One evening, in the twentieth year since he vanished, Wakefield is taking his customary walk towards the dwelling which he still calls his own. It is a gusty night of autumn, with frequent showers, that patter down upon the pavement, and are gone, before a man can put up his umbrella. Pausing near the house, Wakefield discerns, through the parlor windows of the second floor, the red glow, and the glimmer and fitful flash, of a comfortable fire. On the ceiling, appears a grotesque shadow of good Mrs. Wakefield. The cap, the nose and chin, and the broad waist, form an admirable caricature, which dances, moreover, with the up-flickering and down-sinking blaze, almost too merrily for the shade of an elderly widow. At this instant, a shower chances to fall, and is driven, by the unmannerly gust, full into Wakefield's face and bosom. He is quite penetrated with its autumnal chill. Shall he stand, wet and shivering here, when his own hearth has a good fire to warm him, and his own wife will run to fetch the gray coat and small-clothes, which, doubtless, she has kept carefully in the closet of their bed-chamber? No! Wakefield is no such fool. He ascends the steps - heavily! - for twenty years have stiffened his legs, since he came down - but he knows it not. Stay, Wakefield! Would you go to the sole home that is left you? Then step into your grave! The door opens. As he passes in, we have a parting glimpse of his visage, and recognize the crafty smile, which was the precursor of the little joke, that he has ever since been playing off at his wife's expense. How unmercifully has he quizzed the poor woman! Well; a good night's rest to Wakefield!

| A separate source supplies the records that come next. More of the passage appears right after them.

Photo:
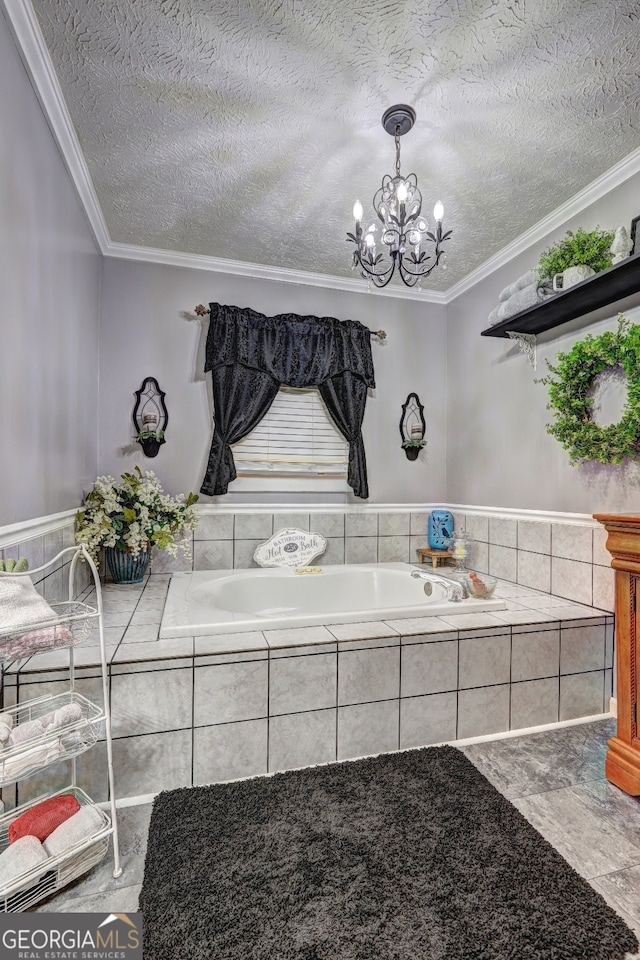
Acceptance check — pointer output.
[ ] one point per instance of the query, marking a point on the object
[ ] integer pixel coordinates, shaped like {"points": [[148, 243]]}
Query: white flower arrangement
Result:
{"points": [[135, 514]]}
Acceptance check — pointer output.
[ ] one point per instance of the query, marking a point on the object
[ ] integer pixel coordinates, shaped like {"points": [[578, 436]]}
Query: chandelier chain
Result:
{"points": [[401, 237]]}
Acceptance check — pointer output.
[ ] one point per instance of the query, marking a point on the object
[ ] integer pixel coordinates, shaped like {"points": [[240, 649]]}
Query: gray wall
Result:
{"points": [[49, 288], [498, 451], [144, 333]]}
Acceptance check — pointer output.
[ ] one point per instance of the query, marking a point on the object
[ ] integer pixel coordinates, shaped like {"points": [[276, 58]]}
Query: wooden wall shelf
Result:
{"points": [[606, 287]]}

     This happy event - supposing it to be such - could only have occurred at an unpremeditated moment. We will not follow our friend across the threshold. He has left us much food for thought, a portion of which shall lend its wisdom to a moral; and be shaped into a figure. Amid the seeming confusion of our mysterious world, individuals are so nicely adjusted to a system, and systems to one another, and to a whole, that, by stepping aside for a moment, a man exposes himself to a fearful risk of losing his place forever. Like Wakefield, he may become, as it were, the Outcast of the Universe.